The data sources currently supported by TDengine are as follows:

Data Source	Supported Version	Description
Aveva PI System	PI AF Server Version 2.10.9.593 or above	An industrial data management and analytics platform, formerly known as OSIsoft PI System, capable of real-time collection, integration, analysis, and visualization of industrial data, helping enterprises achieve intelligent decision-making and refined management
Aveva Historian	AVEVA Historian 2020 RS SP1	Industrial big data analytics software, formerly known as Wonderware Historian, designed for industrial environments to store, manage, and analyze real-time and historical data from various industrial devices and sensors
OPC DA	Matrikon OPC version: 1.7.2.7433	Abbreviation for Open Platform Communications, an open, standardized communication protocol for data exchange between automation devices from different manufacturers. Initially developed by Microsoft, it was aimed at addressing interoperability issues in the industrial control field; the OPC protocol was first released in 1996, then known as OPC DA (Data Access), mainly for real-time data collection and control.
OPC UA	KeepWare KEPServerEx 6.5	In 2006, the OPC Foundation released the OPC UA (Unified Architecture) standard, a service-oriented, object-oriented protocol with higher flexibility and scalability, which has become the mainstream version of the OPC protocol
MQTT	emqx: 3.0.0 to 5.7.1
hivemq: 4.0.0 to 4.31.0
mosquitto: 1.4.4 to 2.0.18	Abbreviation for Message Queuing Telemetry Transport, a lightweight communication protocol based on the publish/subscribe pattern, designed for low overhead, low bandwidth usage instant messaging, widely applicable in IoT, small devices, mobile applications, and other fields.
Kafka	2.11 ~ 3.8.0	An open-source stream processing platform developed by the Apache Software Foundation, primarily used for processing real-time data and providing a unified, high-throughput, low-latency messaging system. It features high speed, scalability, persistence, and a distributed design, enabling it to handle hundreds of thousands of read/write operations per second, support thousands of clients, while maintaining data reliability and availability.
InfluxDB	1.7, 1.8, 2.0-2.7	A popular open-source time-series database optimized for handling large volumes of time-series data.
OpenTSDB	2.4.1	A distributed, scalable time-series database based on HBase. It is primarily used for storing, indexing, and providing access to metric data collected from large-scale clusters (including network devices, operating systems, applications, etc.), making this data more accessible and graphically presentable.
MySQL	5.6,5.7,8.0+	One of the most popular relational database management systems, known for its small size, fast speed, low overall ownership cost, and particularly its open-source nature, making it the choice for website database development for both medium-sized and large websites.
Oracle	11G/12c/19c	Oracle Database System is one of the world's popular relational database management systems, known for its good portability, ease of use, powerful features, suitable for various large, medium, and small computer environments. It is an efficient, reliable, and high-throughput database solution.
PostgreSQL	v15.0+	PostgreSQL is a very powerful open-source client/server relational database management system, with many features found in large commercial RDBMS, including transactions, sub-selects, triggers, views, foreign key referential integrity, and complex locking capabilities.
SQL Server	2012/2022	Microsoft SQL Server is a relational database management system developed by Microsoft, known for its ease of use, good scalability, and high integration with related software.
MongoDB	3.6+	MongoDB is a product between relational and non-relational databases, widely used in content management systems, mobile applications, and the Internet of Things, among many other fields.
CSV	-	Abbreviation for Comma Separated Values, a plain text file format separated by commas, commonly used in spreadsheet or database software.
TDengine Query	2.4+, 3.0+	Query from older version of TDengine and write into new cluster.
TDengine Data Subscription	3.0+	Use TMQ for subscribing to specified databases or supertables from TDengine.

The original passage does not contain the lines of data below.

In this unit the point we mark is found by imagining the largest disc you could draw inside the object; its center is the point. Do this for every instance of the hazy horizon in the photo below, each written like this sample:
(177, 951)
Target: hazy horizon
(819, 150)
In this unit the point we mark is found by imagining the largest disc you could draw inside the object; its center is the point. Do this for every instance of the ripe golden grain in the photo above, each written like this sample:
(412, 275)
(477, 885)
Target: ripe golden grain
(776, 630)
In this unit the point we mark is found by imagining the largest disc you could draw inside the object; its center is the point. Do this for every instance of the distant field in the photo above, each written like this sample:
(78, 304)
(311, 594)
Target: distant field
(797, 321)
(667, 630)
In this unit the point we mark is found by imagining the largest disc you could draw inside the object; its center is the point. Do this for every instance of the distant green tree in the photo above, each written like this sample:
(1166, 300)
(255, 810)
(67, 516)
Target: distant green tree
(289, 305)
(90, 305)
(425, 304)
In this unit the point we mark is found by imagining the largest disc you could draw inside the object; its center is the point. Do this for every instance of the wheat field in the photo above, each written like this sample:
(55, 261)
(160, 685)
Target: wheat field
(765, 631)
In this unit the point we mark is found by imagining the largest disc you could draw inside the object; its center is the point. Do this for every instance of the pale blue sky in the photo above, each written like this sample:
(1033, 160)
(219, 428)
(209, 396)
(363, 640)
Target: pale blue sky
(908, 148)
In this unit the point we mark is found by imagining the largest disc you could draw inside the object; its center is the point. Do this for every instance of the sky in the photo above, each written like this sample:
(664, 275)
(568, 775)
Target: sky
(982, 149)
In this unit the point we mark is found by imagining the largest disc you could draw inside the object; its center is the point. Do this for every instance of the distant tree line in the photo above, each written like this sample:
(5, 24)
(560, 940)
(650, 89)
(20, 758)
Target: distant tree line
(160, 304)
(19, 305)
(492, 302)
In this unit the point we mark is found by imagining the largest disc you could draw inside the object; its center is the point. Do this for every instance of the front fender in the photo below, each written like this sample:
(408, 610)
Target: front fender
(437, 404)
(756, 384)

Data Extraction, Filtering, and Transformation

Since there can be multiple data sources, each data source may have different physical units, naming conventions, and time zones. To address this issue, TDengine has built-in ETL capabilities that can parse and extract the required data from the data packets of data sources, and perform filtering and transformation to ensure the quality of the data written and provide a unified namespace. The specific functions are as follows:

Parsing: Use JSON Path or regular expressions to parse fields from the original message.
Extracting or splitting from columns: Use split or regular expressions to extract multiple fields from an original field.
Filtering: Messages are only written to TDengine if the expression's value is true.
Transformation: Establish conversion and mapping relationships between parsed fields and TDengine supertable fields.

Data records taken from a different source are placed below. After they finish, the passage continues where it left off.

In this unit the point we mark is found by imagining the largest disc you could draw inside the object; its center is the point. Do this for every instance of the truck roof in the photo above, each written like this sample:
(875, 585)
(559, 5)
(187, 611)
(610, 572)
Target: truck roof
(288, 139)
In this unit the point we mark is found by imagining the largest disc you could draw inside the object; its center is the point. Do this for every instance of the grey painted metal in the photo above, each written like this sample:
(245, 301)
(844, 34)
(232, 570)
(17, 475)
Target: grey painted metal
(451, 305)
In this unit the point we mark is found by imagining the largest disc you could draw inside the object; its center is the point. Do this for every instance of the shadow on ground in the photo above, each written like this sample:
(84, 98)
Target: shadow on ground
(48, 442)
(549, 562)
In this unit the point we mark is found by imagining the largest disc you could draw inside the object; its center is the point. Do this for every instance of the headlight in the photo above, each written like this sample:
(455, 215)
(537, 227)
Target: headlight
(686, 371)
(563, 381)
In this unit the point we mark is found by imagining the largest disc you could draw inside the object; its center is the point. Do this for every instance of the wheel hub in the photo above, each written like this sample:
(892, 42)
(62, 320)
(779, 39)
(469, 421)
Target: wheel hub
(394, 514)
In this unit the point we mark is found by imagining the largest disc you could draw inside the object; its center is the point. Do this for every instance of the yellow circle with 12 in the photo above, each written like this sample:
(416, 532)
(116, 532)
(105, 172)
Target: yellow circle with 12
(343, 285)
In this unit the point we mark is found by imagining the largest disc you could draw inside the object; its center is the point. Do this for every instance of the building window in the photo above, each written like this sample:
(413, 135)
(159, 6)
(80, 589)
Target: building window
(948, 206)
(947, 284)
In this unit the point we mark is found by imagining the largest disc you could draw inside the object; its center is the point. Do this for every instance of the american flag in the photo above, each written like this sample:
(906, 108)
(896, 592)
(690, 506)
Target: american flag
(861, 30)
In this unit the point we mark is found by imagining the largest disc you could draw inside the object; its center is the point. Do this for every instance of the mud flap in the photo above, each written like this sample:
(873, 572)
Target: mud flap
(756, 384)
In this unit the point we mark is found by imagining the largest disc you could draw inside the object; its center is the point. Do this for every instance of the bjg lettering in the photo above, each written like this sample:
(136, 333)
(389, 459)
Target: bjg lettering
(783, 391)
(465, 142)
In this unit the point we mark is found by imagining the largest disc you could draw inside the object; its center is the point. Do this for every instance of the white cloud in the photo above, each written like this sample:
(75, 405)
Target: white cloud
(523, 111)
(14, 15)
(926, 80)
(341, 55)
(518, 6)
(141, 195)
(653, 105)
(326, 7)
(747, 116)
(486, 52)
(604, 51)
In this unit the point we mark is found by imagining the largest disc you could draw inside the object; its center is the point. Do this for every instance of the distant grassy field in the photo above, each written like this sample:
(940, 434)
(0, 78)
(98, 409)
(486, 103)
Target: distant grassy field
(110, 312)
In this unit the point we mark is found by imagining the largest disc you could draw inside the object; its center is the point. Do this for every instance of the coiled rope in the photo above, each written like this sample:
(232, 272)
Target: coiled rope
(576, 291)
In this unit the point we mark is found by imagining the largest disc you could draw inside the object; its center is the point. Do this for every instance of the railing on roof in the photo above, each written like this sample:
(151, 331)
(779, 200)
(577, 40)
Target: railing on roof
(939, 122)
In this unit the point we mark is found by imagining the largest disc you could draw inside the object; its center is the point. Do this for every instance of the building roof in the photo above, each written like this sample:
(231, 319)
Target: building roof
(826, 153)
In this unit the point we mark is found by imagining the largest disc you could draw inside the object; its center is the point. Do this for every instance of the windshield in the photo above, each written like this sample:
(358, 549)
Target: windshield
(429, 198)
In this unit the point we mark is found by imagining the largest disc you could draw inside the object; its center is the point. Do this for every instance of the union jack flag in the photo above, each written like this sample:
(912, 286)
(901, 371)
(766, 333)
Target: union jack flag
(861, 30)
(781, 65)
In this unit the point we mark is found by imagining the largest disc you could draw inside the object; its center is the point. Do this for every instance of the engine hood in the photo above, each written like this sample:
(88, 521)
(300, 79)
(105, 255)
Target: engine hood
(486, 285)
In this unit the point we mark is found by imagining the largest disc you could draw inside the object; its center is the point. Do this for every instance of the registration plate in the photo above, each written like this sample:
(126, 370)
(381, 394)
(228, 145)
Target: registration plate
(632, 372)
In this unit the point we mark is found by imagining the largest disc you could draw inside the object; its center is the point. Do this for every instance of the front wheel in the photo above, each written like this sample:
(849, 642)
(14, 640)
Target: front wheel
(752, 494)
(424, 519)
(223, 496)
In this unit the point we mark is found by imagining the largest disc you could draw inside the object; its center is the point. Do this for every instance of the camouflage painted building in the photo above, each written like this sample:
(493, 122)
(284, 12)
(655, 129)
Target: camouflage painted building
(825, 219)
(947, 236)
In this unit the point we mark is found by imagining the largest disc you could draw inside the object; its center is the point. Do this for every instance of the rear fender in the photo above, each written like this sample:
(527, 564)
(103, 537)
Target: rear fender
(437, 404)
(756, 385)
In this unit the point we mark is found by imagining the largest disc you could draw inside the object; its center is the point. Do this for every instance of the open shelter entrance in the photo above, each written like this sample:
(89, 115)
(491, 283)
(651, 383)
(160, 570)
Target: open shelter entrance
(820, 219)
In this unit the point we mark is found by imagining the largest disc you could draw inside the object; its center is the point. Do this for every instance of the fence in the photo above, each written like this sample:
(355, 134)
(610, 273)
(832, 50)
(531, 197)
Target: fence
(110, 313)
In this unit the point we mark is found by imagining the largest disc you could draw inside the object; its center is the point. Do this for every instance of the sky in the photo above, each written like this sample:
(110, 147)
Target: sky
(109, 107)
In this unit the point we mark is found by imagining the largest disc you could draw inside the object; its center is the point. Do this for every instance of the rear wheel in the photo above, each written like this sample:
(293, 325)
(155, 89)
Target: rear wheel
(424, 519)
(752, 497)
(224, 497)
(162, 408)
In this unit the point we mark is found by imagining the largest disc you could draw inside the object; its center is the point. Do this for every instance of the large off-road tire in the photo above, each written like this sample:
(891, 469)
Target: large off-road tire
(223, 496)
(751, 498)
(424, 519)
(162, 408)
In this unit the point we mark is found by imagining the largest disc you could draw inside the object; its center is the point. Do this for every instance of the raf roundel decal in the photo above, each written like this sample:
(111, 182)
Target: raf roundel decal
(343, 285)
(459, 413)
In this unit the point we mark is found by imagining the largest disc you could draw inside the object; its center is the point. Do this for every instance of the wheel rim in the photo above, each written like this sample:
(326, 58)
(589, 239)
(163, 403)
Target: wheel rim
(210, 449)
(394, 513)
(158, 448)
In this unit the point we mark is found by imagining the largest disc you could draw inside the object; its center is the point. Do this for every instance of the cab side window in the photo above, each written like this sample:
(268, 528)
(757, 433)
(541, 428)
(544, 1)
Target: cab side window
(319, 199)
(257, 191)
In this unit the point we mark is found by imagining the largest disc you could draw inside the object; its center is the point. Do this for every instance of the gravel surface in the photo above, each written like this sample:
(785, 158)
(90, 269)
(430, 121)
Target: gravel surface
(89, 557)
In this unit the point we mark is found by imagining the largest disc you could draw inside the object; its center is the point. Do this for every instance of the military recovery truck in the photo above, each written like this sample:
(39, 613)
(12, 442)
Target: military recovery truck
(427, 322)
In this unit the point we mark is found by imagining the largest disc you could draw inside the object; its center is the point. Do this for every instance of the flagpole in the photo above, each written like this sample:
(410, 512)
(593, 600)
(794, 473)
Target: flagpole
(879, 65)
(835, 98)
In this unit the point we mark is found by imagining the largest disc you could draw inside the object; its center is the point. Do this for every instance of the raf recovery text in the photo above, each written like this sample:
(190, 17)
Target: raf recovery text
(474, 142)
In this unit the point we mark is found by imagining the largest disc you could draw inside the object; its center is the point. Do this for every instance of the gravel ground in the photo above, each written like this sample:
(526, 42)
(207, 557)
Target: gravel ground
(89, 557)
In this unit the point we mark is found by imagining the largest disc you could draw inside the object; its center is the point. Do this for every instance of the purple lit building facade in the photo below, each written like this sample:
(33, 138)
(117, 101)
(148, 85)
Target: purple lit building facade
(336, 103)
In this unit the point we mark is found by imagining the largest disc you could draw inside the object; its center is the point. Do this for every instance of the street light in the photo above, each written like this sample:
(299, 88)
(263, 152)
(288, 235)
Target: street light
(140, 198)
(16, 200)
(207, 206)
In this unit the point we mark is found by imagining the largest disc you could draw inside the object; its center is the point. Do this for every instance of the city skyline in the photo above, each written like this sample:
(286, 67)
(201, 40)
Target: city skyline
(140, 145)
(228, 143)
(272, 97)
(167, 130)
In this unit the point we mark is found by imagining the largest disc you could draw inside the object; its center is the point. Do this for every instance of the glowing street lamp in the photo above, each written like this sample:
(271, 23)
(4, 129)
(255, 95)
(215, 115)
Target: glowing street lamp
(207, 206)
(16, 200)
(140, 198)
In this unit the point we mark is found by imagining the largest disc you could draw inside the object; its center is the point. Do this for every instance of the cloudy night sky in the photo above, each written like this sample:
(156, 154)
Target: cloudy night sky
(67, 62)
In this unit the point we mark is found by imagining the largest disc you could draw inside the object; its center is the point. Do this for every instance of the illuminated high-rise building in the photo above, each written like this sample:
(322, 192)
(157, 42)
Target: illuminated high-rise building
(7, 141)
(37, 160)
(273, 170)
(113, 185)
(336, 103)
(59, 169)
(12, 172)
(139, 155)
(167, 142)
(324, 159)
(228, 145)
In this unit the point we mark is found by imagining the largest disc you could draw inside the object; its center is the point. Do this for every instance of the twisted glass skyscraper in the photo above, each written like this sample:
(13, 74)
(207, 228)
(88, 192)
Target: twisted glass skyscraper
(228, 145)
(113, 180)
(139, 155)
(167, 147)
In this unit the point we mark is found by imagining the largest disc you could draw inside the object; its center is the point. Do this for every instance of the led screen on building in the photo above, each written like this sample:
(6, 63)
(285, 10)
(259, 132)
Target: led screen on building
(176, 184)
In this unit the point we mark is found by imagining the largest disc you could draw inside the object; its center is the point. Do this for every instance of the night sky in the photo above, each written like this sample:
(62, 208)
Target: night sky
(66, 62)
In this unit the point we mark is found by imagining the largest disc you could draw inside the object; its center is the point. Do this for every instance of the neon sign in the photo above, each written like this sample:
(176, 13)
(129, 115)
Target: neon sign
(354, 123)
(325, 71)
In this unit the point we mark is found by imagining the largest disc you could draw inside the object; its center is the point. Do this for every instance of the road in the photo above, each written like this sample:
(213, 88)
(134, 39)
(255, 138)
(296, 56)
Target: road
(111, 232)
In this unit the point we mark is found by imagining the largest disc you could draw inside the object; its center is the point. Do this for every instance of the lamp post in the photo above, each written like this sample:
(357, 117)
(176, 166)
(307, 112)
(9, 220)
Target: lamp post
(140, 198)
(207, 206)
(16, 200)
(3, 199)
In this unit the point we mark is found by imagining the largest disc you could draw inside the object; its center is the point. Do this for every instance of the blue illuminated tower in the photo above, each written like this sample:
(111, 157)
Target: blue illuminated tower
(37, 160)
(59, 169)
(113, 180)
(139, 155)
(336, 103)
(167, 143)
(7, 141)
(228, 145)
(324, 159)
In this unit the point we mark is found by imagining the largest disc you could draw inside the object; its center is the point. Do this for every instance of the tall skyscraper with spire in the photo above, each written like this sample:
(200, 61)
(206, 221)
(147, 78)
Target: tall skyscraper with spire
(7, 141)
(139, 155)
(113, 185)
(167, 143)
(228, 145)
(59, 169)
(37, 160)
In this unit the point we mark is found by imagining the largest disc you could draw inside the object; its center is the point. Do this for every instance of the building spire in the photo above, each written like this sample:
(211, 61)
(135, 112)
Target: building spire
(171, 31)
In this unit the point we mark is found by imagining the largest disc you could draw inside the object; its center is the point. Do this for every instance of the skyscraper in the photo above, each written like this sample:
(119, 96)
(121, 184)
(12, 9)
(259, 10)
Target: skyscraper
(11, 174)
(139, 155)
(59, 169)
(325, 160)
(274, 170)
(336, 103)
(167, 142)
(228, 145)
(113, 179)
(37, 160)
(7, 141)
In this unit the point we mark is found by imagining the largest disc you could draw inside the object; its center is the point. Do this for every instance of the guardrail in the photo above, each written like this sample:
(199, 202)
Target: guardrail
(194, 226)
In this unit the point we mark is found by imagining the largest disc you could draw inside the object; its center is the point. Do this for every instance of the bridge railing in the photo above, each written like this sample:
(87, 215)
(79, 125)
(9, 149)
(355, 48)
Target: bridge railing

Below is a detailed explanation of the data transformation rules.

Parsing

Only unstructured data sources need this step. Currently, MQTT and Kafka data sources use the rules provided in this step to parse unstructured data to preliminarily obtain structured data, i.e., row and column data that can be described by fields. In the explorer, you need to provide sample data and parsing rules to preview the parsed structured data presented in a table.

Sample Data

As shown in the image, the textarea input box contains the sample data, which can be obtained in three ways:

Directly enter the sample data in the textarea;
Click the button on the right "Retrieve from Server" to get the sample data from the configured server and append it to the sample data textarea;
Upload a file, appending the file content to the sample data textarea.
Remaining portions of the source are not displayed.